Edel-Look aus Geiz-City: Typ17 GLS

Nach dem VW Käfer in all seinen hunderten von Evolutionsstufen, bei denen jedes neue Stoffmuster gefeiert wurde, musste Volkswagen nach dem Entbehrungs-Auto lernen, in einer neuen Klasse von Mitbewerbern zu spielen, die sich darin schon ganz gut auskannten.

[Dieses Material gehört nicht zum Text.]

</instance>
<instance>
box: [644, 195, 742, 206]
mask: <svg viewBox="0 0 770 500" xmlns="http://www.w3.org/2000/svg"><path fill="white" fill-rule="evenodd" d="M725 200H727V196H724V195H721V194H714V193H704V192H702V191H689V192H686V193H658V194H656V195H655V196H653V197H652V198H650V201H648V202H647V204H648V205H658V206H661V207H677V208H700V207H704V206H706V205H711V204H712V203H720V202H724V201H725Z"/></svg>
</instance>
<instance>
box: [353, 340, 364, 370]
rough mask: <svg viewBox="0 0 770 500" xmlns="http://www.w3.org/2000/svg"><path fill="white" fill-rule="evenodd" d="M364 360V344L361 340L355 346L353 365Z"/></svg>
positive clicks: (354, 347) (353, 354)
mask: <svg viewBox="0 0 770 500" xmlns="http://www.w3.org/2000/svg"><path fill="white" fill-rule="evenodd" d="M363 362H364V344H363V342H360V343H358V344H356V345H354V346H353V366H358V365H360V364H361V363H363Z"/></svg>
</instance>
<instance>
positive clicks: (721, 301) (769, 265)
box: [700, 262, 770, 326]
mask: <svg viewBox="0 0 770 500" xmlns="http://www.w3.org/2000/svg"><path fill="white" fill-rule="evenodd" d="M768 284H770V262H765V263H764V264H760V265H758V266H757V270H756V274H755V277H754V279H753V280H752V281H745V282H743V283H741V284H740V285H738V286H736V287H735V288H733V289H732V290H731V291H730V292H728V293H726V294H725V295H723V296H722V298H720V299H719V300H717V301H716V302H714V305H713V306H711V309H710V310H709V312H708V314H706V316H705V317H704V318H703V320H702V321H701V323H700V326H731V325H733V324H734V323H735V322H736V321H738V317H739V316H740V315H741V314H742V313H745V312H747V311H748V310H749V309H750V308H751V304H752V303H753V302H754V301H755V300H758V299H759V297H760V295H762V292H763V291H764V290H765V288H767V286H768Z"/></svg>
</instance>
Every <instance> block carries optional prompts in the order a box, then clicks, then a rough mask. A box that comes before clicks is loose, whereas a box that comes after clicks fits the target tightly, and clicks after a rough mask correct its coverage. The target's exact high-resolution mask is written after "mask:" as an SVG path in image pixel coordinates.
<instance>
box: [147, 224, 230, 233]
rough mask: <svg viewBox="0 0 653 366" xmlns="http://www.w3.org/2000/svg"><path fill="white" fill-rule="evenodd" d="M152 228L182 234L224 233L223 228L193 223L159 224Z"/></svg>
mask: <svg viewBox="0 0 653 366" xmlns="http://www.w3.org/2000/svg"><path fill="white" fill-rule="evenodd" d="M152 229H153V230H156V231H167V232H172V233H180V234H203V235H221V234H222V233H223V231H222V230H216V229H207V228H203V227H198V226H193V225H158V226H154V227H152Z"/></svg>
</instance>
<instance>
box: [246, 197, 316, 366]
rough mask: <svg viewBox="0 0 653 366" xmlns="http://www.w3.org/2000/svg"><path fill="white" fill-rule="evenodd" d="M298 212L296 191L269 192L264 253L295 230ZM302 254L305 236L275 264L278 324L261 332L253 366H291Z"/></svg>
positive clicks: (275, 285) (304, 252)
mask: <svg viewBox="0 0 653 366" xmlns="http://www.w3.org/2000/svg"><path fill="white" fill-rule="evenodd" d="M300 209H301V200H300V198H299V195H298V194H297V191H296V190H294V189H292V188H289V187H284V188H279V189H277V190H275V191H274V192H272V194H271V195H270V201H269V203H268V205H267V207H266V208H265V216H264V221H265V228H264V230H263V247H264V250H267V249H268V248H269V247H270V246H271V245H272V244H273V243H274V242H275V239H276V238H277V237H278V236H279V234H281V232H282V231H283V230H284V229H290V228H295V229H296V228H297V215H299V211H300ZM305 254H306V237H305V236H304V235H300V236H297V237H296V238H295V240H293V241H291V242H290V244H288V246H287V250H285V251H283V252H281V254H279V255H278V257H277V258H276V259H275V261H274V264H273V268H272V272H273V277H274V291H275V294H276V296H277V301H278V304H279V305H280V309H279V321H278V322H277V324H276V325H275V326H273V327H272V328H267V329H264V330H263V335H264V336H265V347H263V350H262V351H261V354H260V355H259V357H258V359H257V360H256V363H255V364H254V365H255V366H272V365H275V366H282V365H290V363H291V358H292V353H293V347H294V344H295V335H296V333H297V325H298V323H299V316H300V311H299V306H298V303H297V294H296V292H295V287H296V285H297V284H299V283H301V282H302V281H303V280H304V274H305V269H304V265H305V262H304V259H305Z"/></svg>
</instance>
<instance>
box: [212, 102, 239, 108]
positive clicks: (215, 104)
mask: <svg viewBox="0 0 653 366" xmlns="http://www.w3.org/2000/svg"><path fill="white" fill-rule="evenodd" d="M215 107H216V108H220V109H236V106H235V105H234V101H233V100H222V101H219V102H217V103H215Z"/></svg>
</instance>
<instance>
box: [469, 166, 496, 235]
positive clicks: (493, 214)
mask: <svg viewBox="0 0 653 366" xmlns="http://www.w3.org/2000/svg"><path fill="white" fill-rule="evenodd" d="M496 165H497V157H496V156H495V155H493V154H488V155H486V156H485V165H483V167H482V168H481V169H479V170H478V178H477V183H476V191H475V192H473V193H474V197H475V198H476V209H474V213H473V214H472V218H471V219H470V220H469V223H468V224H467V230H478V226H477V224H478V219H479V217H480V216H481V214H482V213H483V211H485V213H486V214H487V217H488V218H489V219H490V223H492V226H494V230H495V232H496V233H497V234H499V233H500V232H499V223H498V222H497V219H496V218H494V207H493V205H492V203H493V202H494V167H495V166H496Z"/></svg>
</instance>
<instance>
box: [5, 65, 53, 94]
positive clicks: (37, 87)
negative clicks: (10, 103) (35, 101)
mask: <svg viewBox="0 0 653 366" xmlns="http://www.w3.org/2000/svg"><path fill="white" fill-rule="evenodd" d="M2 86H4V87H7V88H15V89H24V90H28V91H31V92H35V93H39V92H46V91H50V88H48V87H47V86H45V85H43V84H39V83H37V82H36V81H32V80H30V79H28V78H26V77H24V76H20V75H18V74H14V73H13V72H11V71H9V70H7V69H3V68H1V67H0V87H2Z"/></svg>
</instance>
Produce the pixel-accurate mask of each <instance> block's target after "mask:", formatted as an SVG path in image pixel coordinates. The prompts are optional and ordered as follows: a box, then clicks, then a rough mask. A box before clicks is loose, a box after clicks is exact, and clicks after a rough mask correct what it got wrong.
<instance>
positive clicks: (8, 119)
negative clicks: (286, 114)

Volkswagen hatte da am Anfang kein gutes Händchen. Alles, was sie da zusammen zimmerten, wirkte stets ein wenig altbacken, spießig, blutleer… Jetzt mag manch einer sagen „Hey, das ist bei VW doch bis heute so….“ – und irgendwie ist da vielleicht sogar was dran 😉

Die GL-Ausstattung stand für „Großer Luxus“, wenn man dem VAG Dealer an der Ecke trauen durfte… Tatsächlich konnte Opel das lange Zeit bei den Berlinas besser, selbst Ford hatte den Luxus drauf – ausgenommen vielleicht einmal von den Intarsien des Kunstholz-Baumes. Und das war nur der eine teil. Einen rechten Außenspiegel dazu geben? So weit kommt das noch! Aufpreis-Politik wurde stets den Stuttgartern nachgesagt – Volkswagen war bei allem, was nach dem Käfer kam, im Grunde weit schlimmer, während Opel und Ford tatsächlich hier und da mal mehr drauf legten, als nur einen kleinen Chromring in einem kaum sichtbaren Bereich. Einen Drehzahlenmesser, einen Außenspiegel – Dinge, die das Leben wirklich angenehmer machten – nicht nur ein Hochglanz-Armaturenbrett, dass in den 80ern stets in hässlichem Kontrast zu den nachgerüsteten Radios mit ihrer jeweils schwarzen Front stand.

Man muss einfach auch Prioritäten haben, oder?